On 5/13/05, Timwi timwi@gmx.net wrote:
Andrew Rodland wrote:
I had guessed that it might find some use in fr -- It's too bad to hear that it's "widely" used. However, I should note that it's not _required_.
Of *course* it's required. By saying it isn't, you're thinking too technically. Humans aren't like that, humans just want to write their text and not ugly tags and syntax elements just for a single apostrophe.
I didn't know that it was too technical of me to think that "required" should mean "required".
<nowiki> resolves the ambiguity nicely.
Again -- "nicely" only in the technical sense, but not in the human usability sense.
It's nice in the human-usability sense that you can say exactly what you mean, instead of having to guess how it's going to be interpreted (speaking of which, can you show me any document, preferably in English, which explains this behavior?). I agree that <nowiki> is rather unwieldy, but that in itself doesn't make the existing solution a good one.

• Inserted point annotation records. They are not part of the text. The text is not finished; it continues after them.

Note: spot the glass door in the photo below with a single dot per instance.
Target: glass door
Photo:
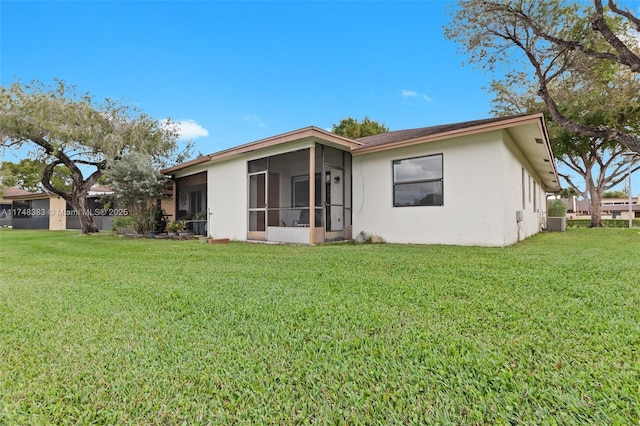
(334, 200)
(257, 206)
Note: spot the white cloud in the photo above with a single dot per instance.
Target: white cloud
(255, 120)
(413, 94)
(188, 129)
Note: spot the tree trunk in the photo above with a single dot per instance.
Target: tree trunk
(595, 202)
(84, 214)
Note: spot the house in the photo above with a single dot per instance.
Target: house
(480, 182)
(22, 209)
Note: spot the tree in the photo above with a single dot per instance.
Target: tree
(558, 40)
(615, 194)
(354, 129)
(78, 134)
(137, 183)
(599, 163)
(27, 175)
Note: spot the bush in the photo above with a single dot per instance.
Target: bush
(608, 223)
(124, 225)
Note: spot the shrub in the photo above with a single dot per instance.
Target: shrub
(608, 223)
(124, 225)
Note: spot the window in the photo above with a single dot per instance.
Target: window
(418, 181)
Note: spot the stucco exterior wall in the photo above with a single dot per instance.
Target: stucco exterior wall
(57, 216)
(478, 188)
(523, 191)
(227, 199)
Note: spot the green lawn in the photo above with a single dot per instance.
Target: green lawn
(108, 330)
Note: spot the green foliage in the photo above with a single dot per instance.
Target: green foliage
(27, 174)
(124, 225)
(73, 132)
(333, 334)
(137, 183)
(577, 58)
(607, 223)
(615, 194)
(556, 208)
(354, 129)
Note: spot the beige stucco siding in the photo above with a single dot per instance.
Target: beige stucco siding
(528, 196)
(474, 197)
(227, 199)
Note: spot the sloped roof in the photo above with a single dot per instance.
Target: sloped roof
(528, 132)
(421, 132)
(306, 132)
(15, 192)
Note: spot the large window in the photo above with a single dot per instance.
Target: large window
(418, 181)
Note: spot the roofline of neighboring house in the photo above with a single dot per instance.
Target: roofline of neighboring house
(31, 196)
(306, 132)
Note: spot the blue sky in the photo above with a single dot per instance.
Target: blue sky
(235, 72)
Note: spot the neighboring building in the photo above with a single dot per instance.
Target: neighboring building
(481, 182)
(22, 209)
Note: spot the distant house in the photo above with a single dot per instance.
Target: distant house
(480, 182)
(22, 209)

The workaround, on the other hand, does bad things to the language, and makes the implementation of a more advanced parser exceedingly difficult.
You are making two assumptions here that are both false.

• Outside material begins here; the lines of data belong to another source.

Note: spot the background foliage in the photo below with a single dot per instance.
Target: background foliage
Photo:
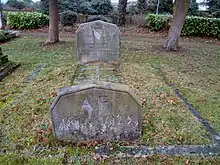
(194, 26)
(26, 20)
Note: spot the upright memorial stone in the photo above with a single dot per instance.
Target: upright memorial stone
(98, 41)
(96, 109)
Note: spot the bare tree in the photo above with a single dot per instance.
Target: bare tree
(53, 35)
(122, 5)
(179, 15)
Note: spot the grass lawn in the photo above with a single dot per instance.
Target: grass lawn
(25, 130)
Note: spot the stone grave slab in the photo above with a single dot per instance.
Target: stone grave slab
(98, 41)
(96, 111)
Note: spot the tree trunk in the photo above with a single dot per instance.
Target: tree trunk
(141, 5)
(122, 5)
(179, 15)
(53, 35)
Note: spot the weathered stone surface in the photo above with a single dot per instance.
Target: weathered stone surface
(98, 111)
(98, 41)
(97, 72)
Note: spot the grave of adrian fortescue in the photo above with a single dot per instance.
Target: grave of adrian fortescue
(97, 106)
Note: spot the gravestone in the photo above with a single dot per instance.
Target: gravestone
(98, 111)
(97, 106)
(98, 41)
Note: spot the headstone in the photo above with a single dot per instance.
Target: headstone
(98, 41)
(98, 107)
(98, 111)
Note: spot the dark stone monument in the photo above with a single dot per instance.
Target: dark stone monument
(98, 41)
(97, 106)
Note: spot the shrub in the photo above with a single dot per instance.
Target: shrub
(193, 26)
(68, 18)
(102, 7)
(157, 22)
(26, 20)
(98, 17)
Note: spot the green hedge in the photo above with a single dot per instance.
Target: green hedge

Firstly, you are assuming that the language becomes more ambiguous this way. This is false, because by handling this case explicitly, I have actually made it *less* ambiguous. Previously, it was only a side-effect of the way regular expressions match text that three apostrophes were rendered as <i> followed by an apostrophe. Now I have specifically written code to define three apostrophes to mean "an apostrophe followed by open-italics, unless there is another triple-apostrophe in the line, in which case it's open-bold". No ambiguity there.
How does "a side-effect of the way regular expressions match text" turn the markup for bold into an apostrophe and the markup for italic?
The second assumption you are making (explicitly, even) is that it is more difficult to implement, when in fact you really just mean that you found it harder because it is not the way regular expressions normally work (and because you find the behaviour confusing because you don't normally think of French). I didn't find this particularly difficult to do -- neither in the current parser, nor in flexbisonparse.
If you had read my messages, you might have noticed that my reasoning was based neither on anything to do with regexes at all, nor on linguistic prejudice, but on a simple consideration. It is impossible, at the time that the parser sees a ''', to resolve what type of token it is, without looking ahead to the end of the line (an unbounded and unknown distance away). _That's_ what I called ambiguity. The alternative is that '' means '', and ''' means '''. My current feeling is that the "cleanest" solution to the problem would be to introduce a separator which produces no output, but breaks up tokens; then you could write (with ∙ as sequence operator) ' ∙ '', '' ∙ ', ' ∙ ''', ''' ∙ ', and even '' ∙ '' all you want, with no ambiguity to the parser and no considerable hassle to the user. "Otherwise how is the computer supposed to know what you mean?" is an argument anyone can understand. The existing code in doQuotes() simply operates by logically _separating_ the consecutive quotes, so automatic conversion wouldn't be overly taxing, nor time-critical. I haven't seen flexbisonparse, but the reason it's "easy" in the current parser is, as I'm sure you know, that it makes N passes over the entire string, with the benefit of unlimited lookahead. You're right that it _can_ be done -- I think I've got it down. But it's still not pretty. And it's still, I think, a violation of expectations. Nonetheless, I'll shut up about it.
Andrew